Nigel studied for his undergraduate degree at Lancaster University, initially doing Maths and Philosophy before switching to Computing and Philosophy, being particularly attracted to the logic side of Philosophy. He moved to – as it was then- Oxford Polytechnic in 1985 to undertake a PhD in Medical Diagnostics Systems and upon completion in 1989, became a lecturer. Whilst he never set out with the explicit intention of becoming an academic, he has followed his interests – logic, philosophy and computing: “the career path emerged from this, if you like”. Over the following 20 years he moved through various positions including Reader, before deciding to take voluntary severance in 2008.

His intention at this point was to go into full time church work as he is extremely interested in the field of apologetics.
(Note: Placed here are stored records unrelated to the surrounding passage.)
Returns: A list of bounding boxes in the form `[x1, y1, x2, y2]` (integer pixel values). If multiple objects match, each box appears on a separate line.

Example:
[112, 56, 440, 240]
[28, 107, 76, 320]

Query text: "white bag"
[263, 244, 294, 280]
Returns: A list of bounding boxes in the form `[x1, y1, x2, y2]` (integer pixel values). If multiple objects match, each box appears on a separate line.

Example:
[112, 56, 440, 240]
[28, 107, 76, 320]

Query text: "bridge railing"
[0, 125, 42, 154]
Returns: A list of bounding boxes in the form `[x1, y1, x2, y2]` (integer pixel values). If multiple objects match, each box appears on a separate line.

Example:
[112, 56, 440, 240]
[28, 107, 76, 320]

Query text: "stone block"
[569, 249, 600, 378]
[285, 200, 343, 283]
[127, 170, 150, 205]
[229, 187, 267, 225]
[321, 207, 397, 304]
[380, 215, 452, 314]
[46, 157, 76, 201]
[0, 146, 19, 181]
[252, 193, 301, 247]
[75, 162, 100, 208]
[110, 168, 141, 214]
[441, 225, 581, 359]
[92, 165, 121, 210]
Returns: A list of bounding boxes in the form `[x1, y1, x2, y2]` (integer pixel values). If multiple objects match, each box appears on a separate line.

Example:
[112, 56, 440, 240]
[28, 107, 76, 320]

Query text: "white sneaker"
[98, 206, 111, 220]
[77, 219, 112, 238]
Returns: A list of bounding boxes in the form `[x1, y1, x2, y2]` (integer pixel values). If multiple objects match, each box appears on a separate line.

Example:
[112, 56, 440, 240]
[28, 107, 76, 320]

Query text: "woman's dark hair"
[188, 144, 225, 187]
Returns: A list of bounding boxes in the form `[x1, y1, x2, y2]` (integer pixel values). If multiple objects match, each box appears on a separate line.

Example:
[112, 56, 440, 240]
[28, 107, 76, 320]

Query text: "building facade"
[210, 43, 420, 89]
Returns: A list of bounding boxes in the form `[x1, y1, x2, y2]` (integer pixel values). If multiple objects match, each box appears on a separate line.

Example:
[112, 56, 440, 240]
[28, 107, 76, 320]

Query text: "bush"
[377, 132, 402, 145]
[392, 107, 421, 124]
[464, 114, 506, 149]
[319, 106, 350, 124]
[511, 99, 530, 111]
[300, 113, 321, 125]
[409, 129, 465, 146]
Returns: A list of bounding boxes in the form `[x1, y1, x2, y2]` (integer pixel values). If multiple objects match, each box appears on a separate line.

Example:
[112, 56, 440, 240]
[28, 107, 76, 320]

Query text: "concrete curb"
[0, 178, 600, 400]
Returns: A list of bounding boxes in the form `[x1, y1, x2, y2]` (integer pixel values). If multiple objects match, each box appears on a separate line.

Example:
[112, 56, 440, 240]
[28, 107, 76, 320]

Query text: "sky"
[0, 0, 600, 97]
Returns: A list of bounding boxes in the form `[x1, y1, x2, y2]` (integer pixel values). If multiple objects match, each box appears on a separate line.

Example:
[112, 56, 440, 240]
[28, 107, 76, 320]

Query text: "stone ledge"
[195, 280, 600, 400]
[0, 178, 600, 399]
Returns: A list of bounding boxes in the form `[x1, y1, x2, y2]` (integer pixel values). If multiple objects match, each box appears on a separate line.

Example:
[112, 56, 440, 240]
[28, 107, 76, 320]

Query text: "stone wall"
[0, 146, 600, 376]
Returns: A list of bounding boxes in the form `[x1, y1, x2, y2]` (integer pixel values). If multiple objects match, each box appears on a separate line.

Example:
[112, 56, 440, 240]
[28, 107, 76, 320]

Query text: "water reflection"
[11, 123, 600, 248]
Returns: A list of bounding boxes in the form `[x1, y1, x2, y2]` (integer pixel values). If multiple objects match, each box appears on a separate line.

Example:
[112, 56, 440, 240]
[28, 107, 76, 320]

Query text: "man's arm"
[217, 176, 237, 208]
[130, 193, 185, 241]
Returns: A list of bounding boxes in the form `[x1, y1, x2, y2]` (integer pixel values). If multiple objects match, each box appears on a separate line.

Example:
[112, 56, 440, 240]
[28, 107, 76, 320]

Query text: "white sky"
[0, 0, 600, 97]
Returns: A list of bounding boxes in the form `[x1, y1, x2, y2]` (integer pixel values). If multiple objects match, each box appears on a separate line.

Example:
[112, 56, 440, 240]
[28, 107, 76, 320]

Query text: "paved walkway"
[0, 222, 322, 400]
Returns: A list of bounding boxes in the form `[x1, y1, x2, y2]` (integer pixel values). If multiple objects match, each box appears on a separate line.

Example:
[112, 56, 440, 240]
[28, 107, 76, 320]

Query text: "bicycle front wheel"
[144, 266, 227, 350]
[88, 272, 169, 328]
This was “a difficult decision to take because you are stepping out of security”. However, he realised that this was in fact not quite the right path for him, and that in fact his faith would best be served inside the University.

He thus decided to switch course and took a postdoc position at the University of Oxford on a European project for two and a half years which he describes as “fantastic”. Nigel then returned to Brookes as Head of Department in 2011 and early in 2017, took on another department head role. So, he found himself “heading out of the door of the University and then…coming back in”.

During his time at Oxford, Nigel was inspired by Professor John Lennox, who was a Professor of Maths there.

"He’s one of my heroes really, he’s been successful as an academic and also been able to follow this apologetics route in a difficult environment."

It inspired Nigel himself to want to be in a position where he could talk about his faith in contact with his work. This period was a real eye-opener, he says it: “inspired him to think big. It’s only since coming back and into this role that I can see that it is possible to do this stuff and it’s not beyond reach”. Coming back, his focus is more on his own research whereas earlier in his career he was aspirational in terms of status- becoming reader, for example.

Nigel put a lot of thought into how he could best combine his faith with his research, reflecting on how his academic expertise might enable him to marry the two. He realised that AI and apologetics were asking many of the same questions, particularly regarding what and who human beings are. Now he is lucky that both his main interests are coming together. Over last six months he has realised that he can combine his theological perspective with his AI work, in how to develop Robots with moral character. This speaks to questions at the heart of both his religious and academic interests.